The law as to who can be prosecuted for *acts of another*, or for the *acts of a group*, is described by: accessory, aid and abet, counsel and procure, acting in concert, common purpose, extended common purpose and joint criminal enterprise.
- **Aid:** The ordinary meaning of aid is to give help support or assistance to.
- **Abet:** A common dictionary meaning of abetting is encouraging or countenancing, and this is to be remembered when the words aiding or abetting alone are used. To incite, instigate or encourage.
- **Counsel:** To advise, urge the doing or adoption of something; or to recommend a plan.
- **Procure:** To procure means to produce by endeavour a thing by setting out to see that it happens and taking the appropriate steps to produce that happening.

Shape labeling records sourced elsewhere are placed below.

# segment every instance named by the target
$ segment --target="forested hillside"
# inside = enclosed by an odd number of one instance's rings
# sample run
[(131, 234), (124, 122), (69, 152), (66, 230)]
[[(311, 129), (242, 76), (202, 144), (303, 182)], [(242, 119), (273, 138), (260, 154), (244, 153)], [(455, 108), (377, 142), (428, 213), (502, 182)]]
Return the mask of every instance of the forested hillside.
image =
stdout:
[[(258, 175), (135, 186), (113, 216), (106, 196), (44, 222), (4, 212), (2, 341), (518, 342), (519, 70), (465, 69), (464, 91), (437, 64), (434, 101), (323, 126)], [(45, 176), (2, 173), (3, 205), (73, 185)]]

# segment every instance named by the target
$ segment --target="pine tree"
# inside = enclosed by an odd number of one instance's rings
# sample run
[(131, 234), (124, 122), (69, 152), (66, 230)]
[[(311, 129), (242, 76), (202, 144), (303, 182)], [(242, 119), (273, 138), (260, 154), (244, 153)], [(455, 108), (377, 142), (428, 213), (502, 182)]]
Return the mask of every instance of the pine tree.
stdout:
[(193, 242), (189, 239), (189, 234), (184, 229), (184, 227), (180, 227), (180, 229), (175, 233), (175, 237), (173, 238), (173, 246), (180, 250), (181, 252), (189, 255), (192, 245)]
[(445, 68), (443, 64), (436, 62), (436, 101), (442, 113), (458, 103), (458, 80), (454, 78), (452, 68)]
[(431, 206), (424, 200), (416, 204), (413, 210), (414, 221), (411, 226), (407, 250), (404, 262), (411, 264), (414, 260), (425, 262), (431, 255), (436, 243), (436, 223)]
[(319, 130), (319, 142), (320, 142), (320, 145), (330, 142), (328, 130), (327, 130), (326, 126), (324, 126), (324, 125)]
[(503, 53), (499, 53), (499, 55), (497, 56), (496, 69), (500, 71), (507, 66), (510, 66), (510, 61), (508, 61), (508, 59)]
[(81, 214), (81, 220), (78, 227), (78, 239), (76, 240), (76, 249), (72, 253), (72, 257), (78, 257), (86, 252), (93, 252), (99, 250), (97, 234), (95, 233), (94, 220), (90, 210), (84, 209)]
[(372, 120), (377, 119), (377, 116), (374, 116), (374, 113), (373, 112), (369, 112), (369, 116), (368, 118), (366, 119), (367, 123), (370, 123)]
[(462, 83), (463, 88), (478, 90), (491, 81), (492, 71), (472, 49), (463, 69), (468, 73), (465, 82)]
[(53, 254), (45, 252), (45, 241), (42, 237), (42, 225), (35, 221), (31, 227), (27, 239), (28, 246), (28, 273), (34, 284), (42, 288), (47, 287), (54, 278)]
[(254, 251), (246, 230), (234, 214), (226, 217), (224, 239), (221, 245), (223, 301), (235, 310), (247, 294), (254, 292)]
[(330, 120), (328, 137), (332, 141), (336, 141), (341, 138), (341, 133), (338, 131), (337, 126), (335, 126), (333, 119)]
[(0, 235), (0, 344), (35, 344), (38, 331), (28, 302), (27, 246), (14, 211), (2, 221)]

- *Presence* does not necessarily mean immediate physical presence (Likiardopoulos [2010] VSCA 344)
- But presence alone is insufficient to prove complicity.
- R v Clarkson [1971] 1 WLR 1402; It is not enough then that the presence of the accused person has in fact, given encouragement. It must be proved that he intended to give encouragement; that he wilfully encouraged.
- R v Johnson [2007] QCA 76: That passage emphasise three things:
- That proof of mere presence at the scene of the offence will not suffice; and
- That the prosecution must establish that the intention behind the presence is to encourage; and
- That the prosecution must establish that the effect of the presence is to encourage.